Ana calculó sus posibilidades con optimismo infantil. Saltó la zanja que le separaba del peral. Por muy poco no alcanzó la orilla y resbaló embadurnando rodillas y zapatos de aquella arcilla roja que teñía todo el pueblo. Un pequeño esfuerzo agarrada a dos matas y ya estaba en el huerto. Con habilidad de gato se encaramó al tronco, apoyó un pie tras otro y se sentó en una bifurcación de las ramas. Sentada en su trona arrancó una deliciosa pera de agua y la embistió a bocados. La pulpa se deshacía en jugos que acariciaban como hormigas juguetonas el dorso de su brazo. Como una pequeña reina miraba por encima de las crestas de los bancales el pueblo de casas de piedra y teja que crecían apiñadas en la base de la vieja iglesia barroca. El cielo de aquella mañana de poniente relucía nítido, como recién estrenado en el paisaje.

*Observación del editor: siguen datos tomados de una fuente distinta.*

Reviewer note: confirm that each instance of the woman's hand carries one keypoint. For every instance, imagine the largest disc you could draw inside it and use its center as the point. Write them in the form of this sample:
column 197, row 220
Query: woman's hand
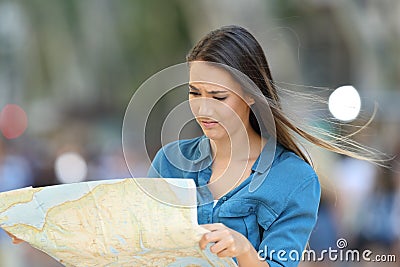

¿Quién te llamó? La anciana preguntó con ojos asombrados a su hijo. Fue Manuela, tú la llamaste y me telefoneó. No tardé ni diez minutos en llegar. Ataviada con una bata verde de hospital parecía mucho más endeble que de costumbre. Mujer de hueso ligero y paso rápido parecía una máquina que jamás se tuviera que detener. En el barrio todos la conocían por su amable pero inagotable cháchara. De tienda a tienda disfrutaba cada mañana de los pequeños chismorreos de un barrio que conocía desde hacía veinte años cuando junto con su esposo se trasladara al pequeño apartamento de noventa metros de protección oficial. En el balcón geranios y un canario pardo que escandalizaba una vez pasaba la muda. Su mundo era un santuario de butacones y armarios paralizados en el año de su boda. Los marcos con retratos de toda una vida, niños, adolescentes y una formal pareja de novios en blanco y negro. Era su mundo, limpio, cómodo, suyo.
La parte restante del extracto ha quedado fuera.